This photo is of a picture frame at a stall in an antiques market in the middle of Aix en Provence. What always strikes me first when I see this photo is how the frame is the dominant source of colour in the image. I’ve actually looked at this and wondered if it was a black and white photo with only the picture frame coloured later on, but it isn’t. I haven’t edited or changed anything from the original shot. When you look more carefully you can see plenty of colour to the right hand side of the image. Still, that contrast between the golden frame and the pretty monochrome pavement, tree and the left hand side of the background really, really makes the frame stand out.

So, I got to thinking a bit more about this idea of the frame, fashioned from our beliefs, values, habits and memories, and how that plays such a role in our lived reality. The first thing that came to mind was the way in which our two cerebral hemispheres engage with the world differently. The left focuses in on parts and details, emphasises objects, measurements, and data. The right is more focused on the whole, on the connections, relationships, the “between-ness” of everything, and on the particular, the unique and the specific. Along with that goes a predilection for mechanisms and machines with the left hemisphere and a predilection for nature and human beings with the right. At least, that’s one way of summarising some of what Iain McGilchrist describes in “The Master and His Emissary”.

The question then is which hemisphere are we in the habit of using most? And I think, again agreeing with McGilchrist, that there is no doubt the left hemisphere approach to the world has become the dominant one.
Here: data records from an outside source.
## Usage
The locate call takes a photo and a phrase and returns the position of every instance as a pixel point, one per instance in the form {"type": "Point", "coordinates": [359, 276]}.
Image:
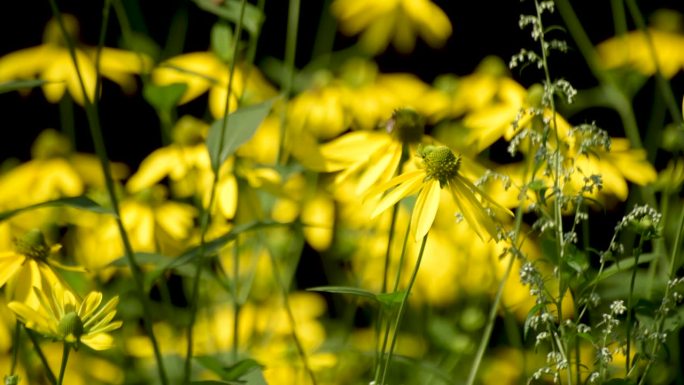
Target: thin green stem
{"type": "Point", "coordinates": [36, 346]}
{"type": "Point", "coordinates": [290, 316]}
{"type": "Point", "coordinates": [206, 213]}
{"type": "Point", "coordinates": [15, 347]}
{"type": "Point", "coordinates": [65, 359]}
{"type": "Point", "coordinates": [101, 151]}
{"type": "Point", "coordinates": [290, 51]}
{"type": "Point", "coordinates": [630, 300]}
{"type": "Point", "coordinates": [66, 118]}
{"type": "Point", "coordinates": [402, 309]}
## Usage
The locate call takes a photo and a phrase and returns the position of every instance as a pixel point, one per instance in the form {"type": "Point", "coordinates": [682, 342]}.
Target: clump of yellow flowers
{"type": "Point", "coordinates": [391, 193]}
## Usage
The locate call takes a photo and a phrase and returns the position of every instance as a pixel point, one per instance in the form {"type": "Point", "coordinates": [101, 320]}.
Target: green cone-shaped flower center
{"type": "Point", "coordinates": [33, 245]}
{"type": "Point", "coordinates": [50, 144]}
{"type": "Point", "coordinates": [440, 163]}
{"type": "Point", "coordinates": [407, 125]}
{"type": "Point", "coordinates": [71, 327]}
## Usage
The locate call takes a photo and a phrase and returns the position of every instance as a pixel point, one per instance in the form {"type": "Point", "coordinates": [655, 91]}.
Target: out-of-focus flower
{"type": "Point", "coordinates": [54, 172]}
{"type": "Point", "coordinates": [441, 170]}
{"type": "Point", "coordinates": [615, 166]}
{"type": "Point", "coordinates": [52, 62]}
{"type": "Point", "coordinates": [203, 71]}
{"type": "Point", "coordinates": [399, 21]}
{"type": "Point", "coordinates": [64, 317]}
{"type": "Point", "coordinates": [27, 266]}
{"type": "Point", "coordinates": [633, 50]}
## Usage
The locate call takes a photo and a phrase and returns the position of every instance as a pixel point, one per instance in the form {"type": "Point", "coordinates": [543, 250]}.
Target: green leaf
{"type": "Point", "coordinates": [15, 85]}
{"type": "Point", "coordinates": [386, 299]}
{"type": "Point", "coordinates": [164, 98]}
{"type": "Point", "coordinates": [222, 41]}
{"type": "Point", "coordinates": [81, 202]}
{"type": "Point", "coordinates": [391, 299]}
{"type": "Point", "coordinates": [241, 126]}
{"type": "Point", "coordinates": [346, 290]}
{"type": "Point", "coordinates": [145, 258]}
{"type": "Point", "coordinates": [233, 373]}
{"type": "Point", "coordinates": [241, 368]}
{"type": "Point", "coordinates": [230, 10]}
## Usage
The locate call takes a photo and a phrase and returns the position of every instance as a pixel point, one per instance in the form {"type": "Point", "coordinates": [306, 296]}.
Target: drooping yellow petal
{"type": "Point", "coordinates": [10, 262]}
{"type": "Point", "coordinates": [318, 216]}
{"type": "Point", "coordinates": [425, 209]}
{"type": "Point", "coordinates": [407, 184]}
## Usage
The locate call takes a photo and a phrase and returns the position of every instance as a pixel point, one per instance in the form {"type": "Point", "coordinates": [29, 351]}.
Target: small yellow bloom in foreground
{"type": "Point", "coordinates": [64, 317]}
{"type": "Point", "coordinates": [441, 170]}
{"type": "Point", "coordinates": [396, 20]}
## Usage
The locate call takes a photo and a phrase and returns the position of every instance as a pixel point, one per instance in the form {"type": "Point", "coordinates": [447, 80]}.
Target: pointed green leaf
{"type": "Point", "coordinates": [81, 202]}
{"type": "Point", "coordinates": [233, 373]}
{"type": "Point", "coordinates": [230, 10]}
{"type": "Point", "coordinates": [15, 85]}
{"type": "Point", "coordinates": [345, 290]}
{"type": "Point", "coordinates": [166, 97]}
{"type": "Point", "coordinates": [241, 126]}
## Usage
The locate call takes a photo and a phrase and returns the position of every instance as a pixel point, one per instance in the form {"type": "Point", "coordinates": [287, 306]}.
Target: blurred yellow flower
{"type": "Point", "coordinates": [397, 20]}
{"type": "Point", "coordinates": [64, 317]}
{"type": "Point", "coordinates": [441, 170]}
{"type": "Point", "coordinates": [54, 172]}
{"type": "Point", "coordinates": [27, 266]}
{"type": "Point", "coordinates": [52, 62]}
{"type": "Point", "coordinates": [203, 71]}
{"type": "Point", "coordinates": [632, 50]}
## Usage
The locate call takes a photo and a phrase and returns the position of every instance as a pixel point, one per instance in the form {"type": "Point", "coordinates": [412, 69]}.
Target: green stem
{"type": "Point", "coordinates": [290, 316]}
{"type": "Point", "coordinates": [206, 213]}
{"type": "Point", "coordinates": [402, 308]}
{"type": "Point", "coordinates": [101, 151]}
{"type": "Point", "coordinates": [65, 359]}
{"type": "Point", "coordinates": [15, 347]}
{"type": "Point", "coordinates": [66, 117]}
{"type": "Point", "coordinates": [628, 332]}
{"type": "Point", "coordinates": [290, 51]}
{"type": "Point", "coordinates": [36, 345]}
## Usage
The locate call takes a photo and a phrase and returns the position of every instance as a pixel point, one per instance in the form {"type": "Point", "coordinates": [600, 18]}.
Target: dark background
{"type": "Point", "coordinates": [481, 28]}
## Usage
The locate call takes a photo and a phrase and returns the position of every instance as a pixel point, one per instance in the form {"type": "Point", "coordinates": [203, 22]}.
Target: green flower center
{"type": "Point", "coordinates": [440, 163]}
{"type": "Point", "coordinates": [33, 245]}
{"type": "Point", "coordinates": [71, 327]}
{"type": "Point", "coordinates": [407, 125]}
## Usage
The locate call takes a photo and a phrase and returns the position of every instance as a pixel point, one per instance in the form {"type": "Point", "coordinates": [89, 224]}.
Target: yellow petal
{"type": "Point", "coordinates": [407, 184]}
{"type": "Point", "coordinates": [91, 302]}
{"type": "Point", "coordinates": [9, 265]}
{"type": "Point", "coordinates": [100, 341]}
{"type": "Point", "coordinates": [425, 209]}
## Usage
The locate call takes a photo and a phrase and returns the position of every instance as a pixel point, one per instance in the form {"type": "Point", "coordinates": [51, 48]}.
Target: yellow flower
{"type": "Point", "coordinates": [52, 62]}
{"type": "Point", "coordinates": [27, 266]}
{"type": "Point", "coordinates": [397, 20]}
{"type": "Point", "coordinates": [64, 317]}
{"type": "Point", "coordinates": [632, 50]}
{"type": "Point", "coordinates": [203, 71]}
{"type": "Point", "coordinates": [54, 172]}
{"type": "Point", "coordinates": [616, 166]}
{"type": "Point", "coordinates": [441, 170]}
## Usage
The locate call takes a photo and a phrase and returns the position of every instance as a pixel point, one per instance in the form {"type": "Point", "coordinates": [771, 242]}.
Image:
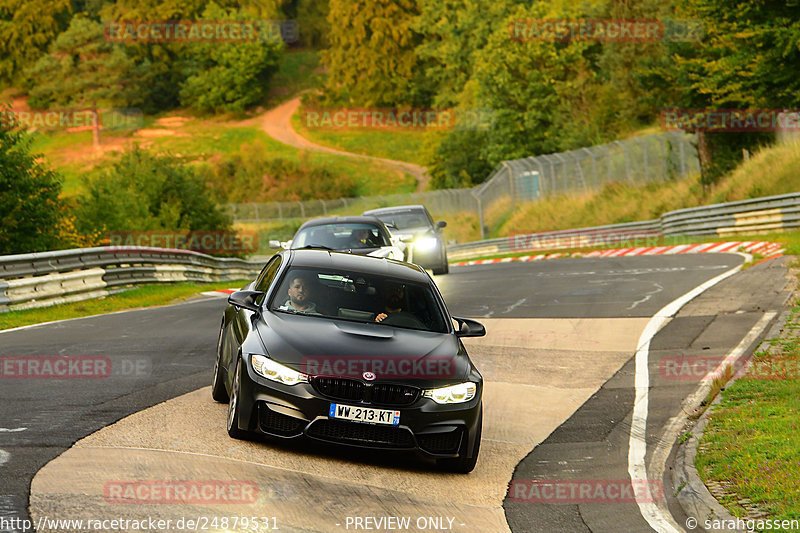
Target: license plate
{"type": "Point", "coordinates": [365, 414]}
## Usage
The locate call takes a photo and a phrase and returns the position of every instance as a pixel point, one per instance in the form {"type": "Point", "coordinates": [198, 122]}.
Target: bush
{"type": "Point", "coordinates": [30, 210]}
{"type": "Point", "coordinates": [146, 191]}
{"type": "Point", "coordinates": [229, 76]}
{"type": "Point", "coordinates": [252, 176]}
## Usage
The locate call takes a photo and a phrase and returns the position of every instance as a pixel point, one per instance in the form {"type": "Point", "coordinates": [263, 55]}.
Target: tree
{"type": "Point", "coordinates": [30, 210]}
{"type": "Point", "coordinates": [229, 76]}
{"type": "Point", "coordinates": [26, 30]}
{"type": "Point", "coordinates": [372, 60]}
{"type": "Point", "coordinates": [146, 191]}
{"type": "Point", "coordinates": [81, 70]}
{"type": "Point", "coordinates": [545, 94]}
{"type": "Point", "coordinates": [747, 58]}
{"type": "Point", "coordinates": [452, 32]}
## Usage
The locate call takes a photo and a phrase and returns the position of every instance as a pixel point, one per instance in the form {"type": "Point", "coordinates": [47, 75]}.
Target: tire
{"type": "Point", "coordinates": [233, 405]}
{"type": "Point", "coordinates": [218, 391]}
{"type": "Point", "coordinates": [464, 464]}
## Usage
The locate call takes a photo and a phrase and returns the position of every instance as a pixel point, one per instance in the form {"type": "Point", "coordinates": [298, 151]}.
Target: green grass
{"type": "Point", "coordinates": [206, 140]}
{"type": "Point", "coordinates": [400, 145]}
{"type": "Point", "coordinates": [768, 172]}
{"type": "Point", "coordinates": [145, 296]}
{"type": "Point", "coordinates": [752, 443]}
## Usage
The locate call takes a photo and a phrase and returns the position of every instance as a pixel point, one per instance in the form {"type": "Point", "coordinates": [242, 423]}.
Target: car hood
{"type": "Point", "coordinates": [340, 348]}
{"type": "Point", "coordinates": [408, 234]}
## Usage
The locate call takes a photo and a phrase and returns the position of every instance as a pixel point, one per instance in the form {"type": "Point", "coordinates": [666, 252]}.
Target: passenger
{"type": "Point", "coordinates": [394, 297]}
{"type": "Point", "coordinates": [361, 238]}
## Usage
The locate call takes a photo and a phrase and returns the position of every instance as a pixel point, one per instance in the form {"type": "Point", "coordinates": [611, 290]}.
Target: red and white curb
{"type": "Point", "coordinates": [770, 250]}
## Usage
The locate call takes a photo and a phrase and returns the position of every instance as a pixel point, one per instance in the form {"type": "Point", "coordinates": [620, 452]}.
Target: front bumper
{"type": "Point", "coordinates": [301, 410]}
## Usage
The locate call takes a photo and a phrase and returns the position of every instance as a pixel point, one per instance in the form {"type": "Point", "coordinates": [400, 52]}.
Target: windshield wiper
{"type": "Point", "coordinates": [315, 247]}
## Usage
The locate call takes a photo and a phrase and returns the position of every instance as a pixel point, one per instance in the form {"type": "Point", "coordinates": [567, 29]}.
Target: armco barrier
{"type": "Point", "coordinates": [48, 278]}
{"type": "Point", "coordinates": [754, 216]}
{"type": "Point", "coordinates": [41, 279]}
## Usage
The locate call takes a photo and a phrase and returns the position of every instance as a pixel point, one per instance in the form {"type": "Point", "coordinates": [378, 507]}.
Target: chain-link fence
{"type": "Point", "coordinates": [638, 160]}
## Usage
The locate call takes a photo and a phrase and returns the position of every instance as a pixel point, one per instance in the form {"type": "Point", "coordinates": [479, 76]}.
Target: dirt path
{"type": "Point", "coordinates": [277, 123]}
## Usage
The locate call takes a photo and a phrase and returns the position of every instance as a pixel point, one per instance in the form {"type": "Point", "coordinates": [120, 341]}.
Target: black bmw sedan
{"type": "Point", "coordinates": [353, 350]}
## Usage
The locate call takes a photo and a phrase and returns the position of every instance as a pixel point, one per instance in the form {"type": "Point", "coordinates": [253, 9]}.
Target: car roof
{"type": "Point", "coordinates": [396, 209]}
{"type": "Point", "coordinates": [356, 263]}
{"type": "Point", "coordinates": [355, 219]}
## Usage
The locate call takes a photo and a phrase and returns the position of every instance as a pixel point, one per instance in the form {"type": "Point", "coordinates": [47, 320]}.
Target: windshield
{"type": "Point", "coordinates": [349, 236]}
{"type": "Point", "coordinates": [406, 220]}
{"type": "Point", "coordinates": [366, 298]}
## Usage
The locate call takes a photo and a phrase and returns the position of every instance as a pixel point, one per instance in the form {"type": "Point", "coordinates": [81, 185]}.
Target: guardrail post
{"type": "Point", "coordinates": [594, 167]}
{"type": "Point", "coordinates": [480, 214]}
{"type": "Point", "coordinates": [627, 161]}
{"type": "Point", "coordinates": [663, 145]}
{"type": "Point", "coordinates": [580, 170]}
{"type": "Point", "coordinates": [641, 143]}
{"type": "Point", "coordinates": [683, 157]}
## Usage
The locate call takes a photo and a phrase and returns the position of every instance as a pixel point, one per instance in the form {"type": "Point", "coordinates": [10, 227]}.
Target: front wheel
{"type": "Point", "coordinates": [218, 391]}
{"type": "Point", "coordinates": [464, 464]}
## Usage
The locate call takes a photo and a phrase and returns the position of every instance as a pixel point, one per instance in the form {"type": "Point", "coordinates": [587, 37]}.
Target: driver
{"type": "Point", "coordinates": [361, 238]}
{"type": "Point", "coordinates": [299, 296]}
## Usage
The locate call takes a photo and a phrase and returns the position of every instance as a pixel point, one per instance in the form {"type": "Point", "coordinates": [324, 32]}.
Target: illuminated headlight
{"type": "Point", "coordinates": [463, 392]}
{"type": "Point", "coordinates": [264, 366]}
{"type": "Point", "coordinates": [425, 243]}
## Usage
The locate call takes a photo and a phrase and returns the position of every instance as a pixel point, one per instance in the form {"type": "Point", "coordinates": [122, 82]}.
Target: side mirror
{"type": "Point", "coordinates": [469, 328]}
{"type": "Point", "coordinates": [245, 300]}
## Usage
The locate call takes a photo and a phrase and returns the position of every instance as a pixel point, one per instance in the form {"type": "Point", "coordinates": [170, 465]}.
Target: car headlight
{"type": "Point", "coordinates": [463, 392]}
{"type": "Point", "coordinates": [274, 371]}
{"type": "Point", "coordinates": [425, 243]}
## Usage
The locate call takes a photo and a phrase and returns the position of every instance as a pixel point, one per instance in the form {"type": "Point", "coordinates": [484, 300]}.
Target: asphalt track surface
{"type": "Point", "coordinates": [162, 353]}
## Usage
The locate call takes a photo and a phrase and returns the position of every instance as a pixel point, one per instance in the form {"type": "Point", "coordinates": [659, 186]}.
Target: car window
{"type": "Point", "coordinates": [406, 220]}
{"type": "Point", "coordinates": [268, 274]}
{"type": "Point", "coordinates": [341, 236]}
{"type": "Point", "coordinates": [357, 297]}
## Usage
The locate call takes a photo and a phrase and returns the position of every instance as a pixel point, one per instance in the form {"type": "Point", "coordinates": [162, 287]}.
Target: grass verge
{"type": "Point", "coordinates": [139, 297]}
{"type": "Point", "coordinates": [751, 446]}
{"type": "Point", "coordinates": [398, 144]}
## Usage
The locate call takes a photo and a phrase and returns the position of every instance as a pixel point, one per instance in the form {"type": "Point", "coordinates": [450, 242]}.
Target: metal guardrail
{"type": "Point", "coordinates": [42, 279]}
{"type": "Point", "coordinates": [758, 215]}
{"type": "Point", "coordinates": [47, 278]}
{"type": "Point", "coordinates": [656, 157]}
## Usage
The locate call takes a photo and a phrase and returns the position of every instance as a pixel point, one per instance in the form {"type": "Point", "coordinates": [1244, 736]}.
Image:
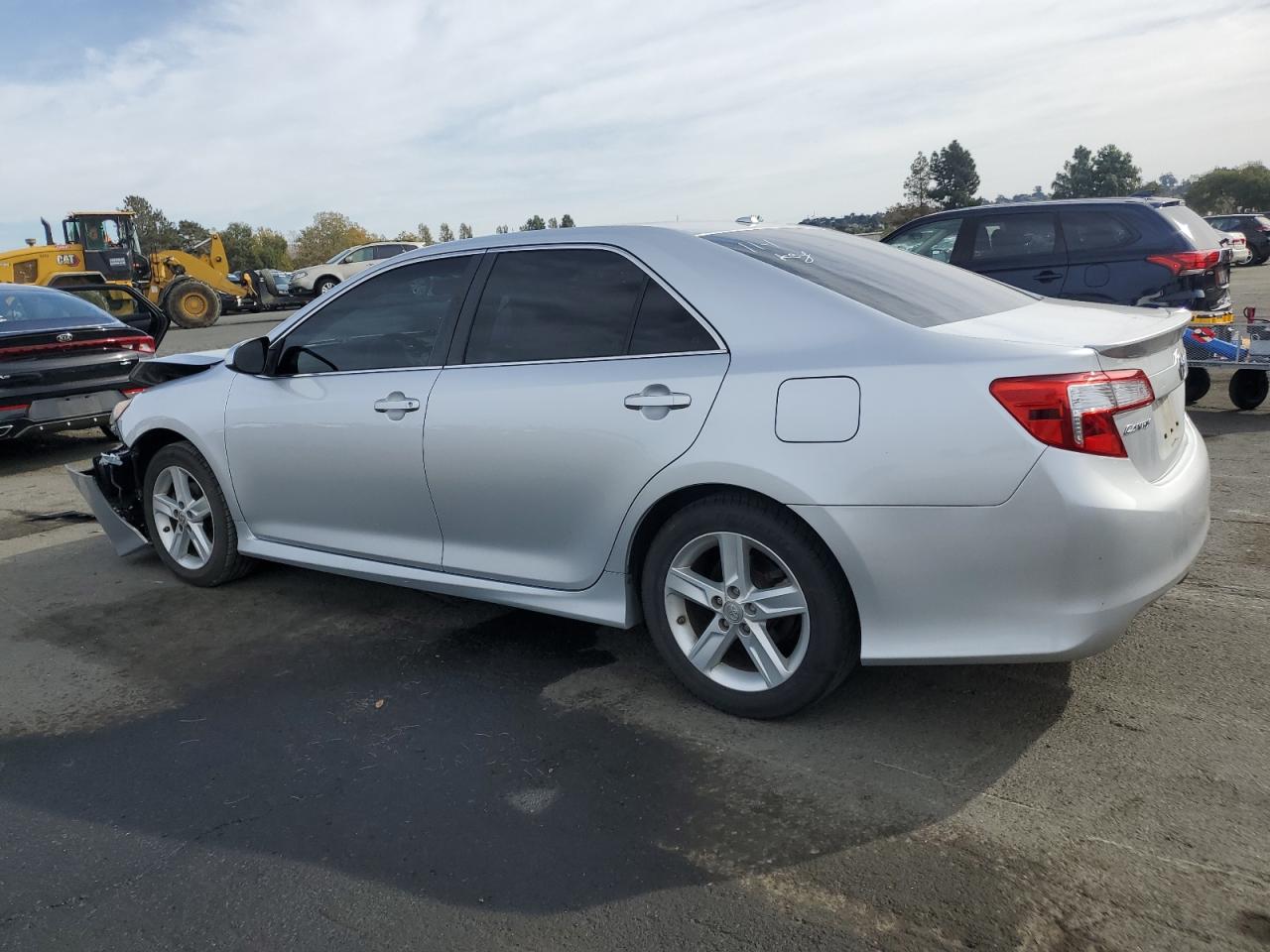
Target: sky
{"type": "Point", "coordinates": [398, 112]}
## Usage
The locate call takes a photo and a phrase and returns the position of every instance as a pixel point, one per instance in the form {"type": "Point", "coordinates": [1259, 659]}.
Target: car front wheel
{"type": "Point", "coordinates": [189, 520]}
{"type": "Point", "coordinates": [748, 607]}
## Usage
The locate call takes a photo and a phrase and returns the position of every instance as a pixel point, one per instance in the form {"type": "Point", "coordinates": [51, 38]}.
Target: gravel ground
{"type": "Point", "coordinates": [309, 762]}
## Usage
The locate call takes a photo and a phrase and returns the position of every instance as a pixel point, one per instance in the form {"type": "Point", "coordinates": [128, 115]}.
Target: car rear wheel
{"type": "Point", "coordinates": [748, 607]}
{"type": "Point", "coordinates": [189, 520]}
{"type": "Point", "coordinates": [1248, 389]}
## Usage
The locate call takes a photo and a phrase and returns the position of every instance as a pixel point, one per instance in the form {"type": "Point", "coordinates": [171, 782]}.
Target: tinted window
{"type": "Point", "coordinates": [391, 320]}
{"type": "Point", "coordinates": [931, 240]}
{"type": "Point", "coordinates": [998, 236]}
{"type": "Point", "coordinates": [665, 326]}
{"type": "Point", "coordinates": [1087, 230]}
{"type": "Point", "coordinates": [556, 304]}
{"type": "Point", "coordinates": [907, 287]}
{"type": "Point", "coordinates": [40, 308]}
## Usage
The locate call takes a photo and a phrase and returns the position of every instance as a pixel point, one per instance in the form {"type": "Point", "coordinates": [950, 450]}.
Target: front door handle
{"type": "Point", "coordinates": [397, 405]}
{"type": "Point", "coordinates": [657, 400]}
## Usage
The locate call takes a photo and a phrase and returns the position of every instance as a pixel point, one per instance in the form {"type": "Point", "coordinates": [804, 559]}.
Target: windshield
{"type": "Point", "coordinates": [911, 289]}
{"type": "Point", "coordinates": [26, 309]}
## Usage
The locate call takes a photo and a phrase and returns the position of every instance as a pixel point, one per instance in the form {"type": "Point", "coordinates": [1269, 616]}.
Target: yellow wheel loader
{"type": "Point", "coordinates": [103, 246]}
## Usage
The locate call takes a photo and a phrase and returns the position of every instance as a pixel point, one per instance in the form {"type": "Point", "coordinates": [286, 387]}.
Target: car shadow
{"type": "Point", "coordinates": [408, 739]}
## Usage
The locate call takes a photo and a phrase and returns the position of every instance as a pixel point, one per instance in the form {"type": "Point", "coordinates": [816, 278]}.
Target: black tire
{"type": "Point", "coordinates": [191, 303]}
{"type": "Point", "coordinates": [833, 630]}
{"type": "Point", "coordinates": [225, 563]}
{"type": "Point", "coordinates": [1198, 381]}
{"type": "Point", "coordinates": [1248, 389]}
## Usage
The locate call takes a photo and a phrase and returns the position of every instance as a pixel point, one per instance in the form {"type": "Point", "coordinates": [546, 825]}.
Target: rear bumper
{"type": "Point", "coordinates": [109, 489]}
{"type": "Point", "coordinates": [1056, 572]}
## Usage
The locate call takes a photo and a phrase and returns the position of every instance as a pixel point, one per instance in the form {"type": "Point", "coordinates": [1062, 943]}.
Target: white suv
{"type": "Point", "coordinates": [320, 278]}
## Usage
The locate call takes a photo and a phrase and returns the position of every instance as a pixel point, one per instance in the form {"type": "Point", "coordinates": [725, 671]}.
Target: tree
{"type": "Point", "coordinates": [1114, 173]}
{"type": "Point", "coordinates": [917, 185]}
{"type": "Point", "coordinates": [953, 177]}
{"type": "Point", "coordinates": [154, 230]}
{"type": "Point", "coordinates": [329, 234]}
{"type": "Point", "coordinates": [1076, 179]}
{"type": "Point", "coordinates": [1102, 176]}
{"type": "Point", "coordinates": [1223, 190]}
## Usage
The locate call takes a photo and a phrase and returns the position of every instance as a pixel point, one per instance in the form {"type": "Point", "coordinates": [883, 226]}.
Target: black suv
{"type": "Point", "coordinates": [1254, 227]}
{"type": "Point", "coordinates": [1147, 252]}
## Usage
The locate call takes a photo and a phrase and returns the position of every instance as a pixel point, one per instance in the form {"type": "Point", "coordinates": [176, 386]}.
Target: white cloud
{"type": "Point", "coordinates": [400, 112]}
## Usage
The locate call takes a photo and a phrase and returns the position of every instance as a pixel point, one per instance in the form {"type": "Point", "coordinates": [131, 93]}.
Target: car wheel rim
{"type": "Point", "coordinates": [737, 612]}
{"type": "Point", "coordinates": [183, 517]}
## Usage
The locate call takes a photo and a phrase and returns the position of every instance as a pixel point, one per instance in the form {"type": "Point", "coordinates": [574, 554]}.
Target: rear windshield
{"type": "Point", "coordinates": [33, 308]}
{"type": "Point", "coordinates": [1199, 232]}
{"type": "Point", "coordinates": [907, 287]}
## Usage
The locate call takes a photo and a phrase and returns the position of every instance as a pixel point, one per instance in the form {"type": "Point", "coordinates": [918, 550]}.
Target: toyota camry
{"type": "Point", "coordinates": [784, 449]}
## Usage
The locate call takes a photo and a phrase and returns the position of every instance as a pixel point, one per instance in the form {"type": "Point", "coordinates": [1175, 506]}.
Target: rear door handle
{"type": "Point", "coordinates": [657, 400]}
{"type": "Point", "coordinates": [397, 405]}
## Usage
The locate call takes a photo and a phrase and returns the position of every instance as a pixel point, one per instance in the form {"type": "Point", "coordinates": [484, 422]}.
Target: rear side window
{"type": "Point", "coordinates": [902, 286]}
{"type": "Point", "coordinates": [665, 326]}
{"type": "Point", "coordinates": [390, 321]}
{"type": "Point", "coordinates": [1088, 230]}
{"type": "Point", "coordinates": [1012, 236]}
{"type": "Point", "coordinates": [556, 304]}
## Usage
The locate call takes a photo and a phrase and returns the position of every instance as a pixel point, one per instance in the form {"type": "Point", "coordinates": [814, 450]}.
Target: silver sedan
{"type": "Point", "coordinates": [783, 449]}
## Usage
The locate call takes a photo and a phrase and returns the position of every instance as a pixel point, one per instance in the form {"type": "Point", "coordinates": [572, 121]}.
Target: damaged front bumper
{"type": "Point", "coordinates": [112, 490]}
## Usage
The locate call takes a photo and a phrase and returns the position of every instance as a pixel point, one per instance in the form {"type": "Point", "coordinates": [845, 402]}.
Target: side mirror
{"type": "Point", "coordinates": [250, 356]}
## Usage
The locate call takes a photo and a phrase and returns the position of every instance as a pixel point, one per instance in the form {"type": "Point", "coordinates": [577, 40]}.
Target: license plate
{"type": "Point", "coordinates": [1169, 421]}
{"type": "Point", "coordinates": [77, 405]}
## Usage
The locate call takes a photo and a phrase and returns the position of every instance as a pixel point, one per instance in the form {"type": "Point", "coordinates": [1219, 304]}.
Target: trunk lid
{"type": "Point", "coordinates": [1121, 339]}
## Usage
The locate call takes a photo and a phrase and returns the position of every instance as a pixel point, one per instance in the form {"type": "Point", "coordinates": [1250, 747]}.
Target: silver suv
{"type": "Point", "coordinates": [320, 278]}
We live in a world where we give priority to data, measurements, objects, control and grasping, to machines and computers, to industrialisation and automation. But this pandemic has shown us the importance of understanding how everything connects, of the importance of the human, and the unique, of our need for care and for each other. So, maybe one way we need to move forward into 2021 is by building the strengths and powers of the right hemisphere “frame” of values, beliefs, and habits. Maybe our way forward is going to require more imagination, more flexibility, more adaptability than the dominant “frame” the left hemisphere has provided for us?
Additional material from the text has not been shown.